Conclusion 1 : nuancer les perceptions de la lecture chez les jeunes
Les jeunes générations continuent à lire, mais dans des formats plus variés. Il est donc injuste de les diaboliser pour leur usage accru des écrans, alors qu'ils montrent un intérêt toujours vif pour la lecture, notamment via les nouveaux formats numériques. La baisse de la lecture papier chez eux doit être vue comme une évolution des pratiques culturelles, non comme un abandon total de la lecture. Encourager la lecture, sous toutes ses formes, reste primordial pour assurer la transmission des savoirs et de la culture.
Conclusion 2 : la nécessaire valorisation de la lecture sur papier
Cependant, il est crucial de reconnaître la valeur de la lecture sur papier, car elle favorise une réflexion critique et une compréhension plus profonde. Si nous privilégions la lecture numérique, souvent associée à des pratiques de multitâche et de lecture rapide, nous risquons de voir diminuer notre capacité à assimiler et à analyser des informations complexes. Cette tendance pourrait mener à une forme de régression intellectuelle, où la profondeur de la pensée et de l’analyse serait affaiblie. Il est donc essentiel de valoriser la lecture sur papier pour préserver la richesse de notre engagement cognitif et de notre développement intellectuel.
Sources
(1) "Les Français et la lecture en 2023", Centre national du livre (CNL).

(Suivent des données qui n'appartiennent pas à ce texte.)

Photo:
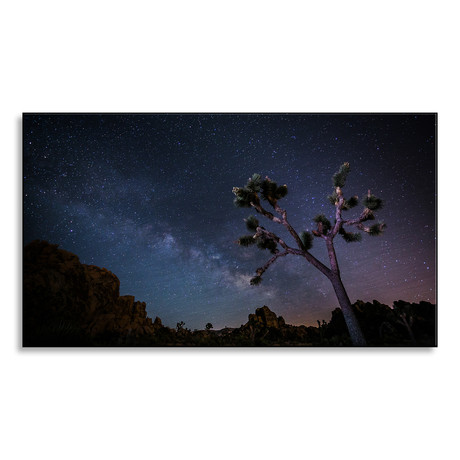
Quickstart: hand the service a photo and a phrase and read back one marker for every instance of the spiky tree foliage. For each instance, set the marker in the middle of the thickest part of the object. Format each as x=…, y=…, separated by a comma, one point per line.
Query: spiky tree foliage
x=258, y=190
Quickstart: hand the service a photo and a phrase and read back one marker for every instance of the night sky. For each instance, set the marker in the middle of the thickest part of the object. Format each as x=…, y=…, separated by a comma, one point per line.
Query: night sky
x=149, y=197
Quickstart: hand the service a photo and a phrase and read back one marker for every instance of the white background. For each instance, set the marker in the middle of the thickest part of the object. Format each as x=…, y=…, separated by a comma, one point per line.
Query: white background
x=229, y=56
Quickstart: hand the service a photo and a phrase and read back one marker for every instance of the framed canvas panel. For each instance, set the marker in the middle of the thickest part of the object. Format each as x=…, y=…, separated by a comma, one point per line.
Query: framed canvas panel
x=229, y=230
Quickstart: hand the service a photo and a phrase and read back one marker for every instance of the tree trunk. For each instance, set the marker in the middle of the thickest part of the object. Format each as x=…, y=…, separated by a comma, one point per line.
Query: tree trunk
x=354, y=329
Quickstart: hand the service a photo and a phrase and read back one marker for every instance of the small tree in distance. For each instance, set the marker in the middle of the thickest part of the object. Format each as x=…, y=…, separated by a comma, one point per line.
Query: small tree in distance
x=256, y=189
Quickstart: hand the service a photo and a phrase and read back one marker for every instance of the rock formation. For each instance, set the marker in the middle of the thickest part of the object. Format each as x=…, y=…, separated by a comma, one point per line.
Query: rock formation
x=69, y=303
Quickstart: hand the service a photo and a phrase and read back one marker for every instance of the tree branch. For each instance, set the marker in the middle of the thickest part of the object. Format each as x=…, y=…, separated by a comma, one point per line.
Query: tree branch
x=338, y=213
x=298, y=252
x=265, y=213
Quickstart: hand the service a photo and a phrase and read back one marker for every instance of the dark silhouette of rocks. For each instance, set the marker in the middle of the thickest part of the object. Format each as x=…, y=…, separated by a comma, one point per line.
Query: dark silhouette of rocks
x=69, y=303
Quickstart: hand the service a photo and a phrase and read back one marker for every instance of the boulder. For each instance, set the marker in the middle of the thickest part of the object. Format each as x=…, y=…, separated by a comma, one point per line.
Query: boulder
x=65, y=299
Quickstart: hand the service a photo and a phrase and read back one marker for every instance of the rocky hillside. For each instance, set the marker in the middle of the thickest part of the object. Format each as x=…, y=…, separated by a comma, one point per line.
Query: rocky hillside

(2) "Lire des textes linéaires sur papier contre écran d'ordinateur : effets sur la compréhension de la lecture", Revue internationale de recherche pédagogique, 2013 - A Mangen, BR Walgermo, K Brunnoick.
(3) "La technologie en 2025 : préparez-vous à la quatrième révolution industrielle", Pluralsight, article de blog.
(4) "Comment Netflix nous rend de plus en plus accro", BFM-RMC, actu tech.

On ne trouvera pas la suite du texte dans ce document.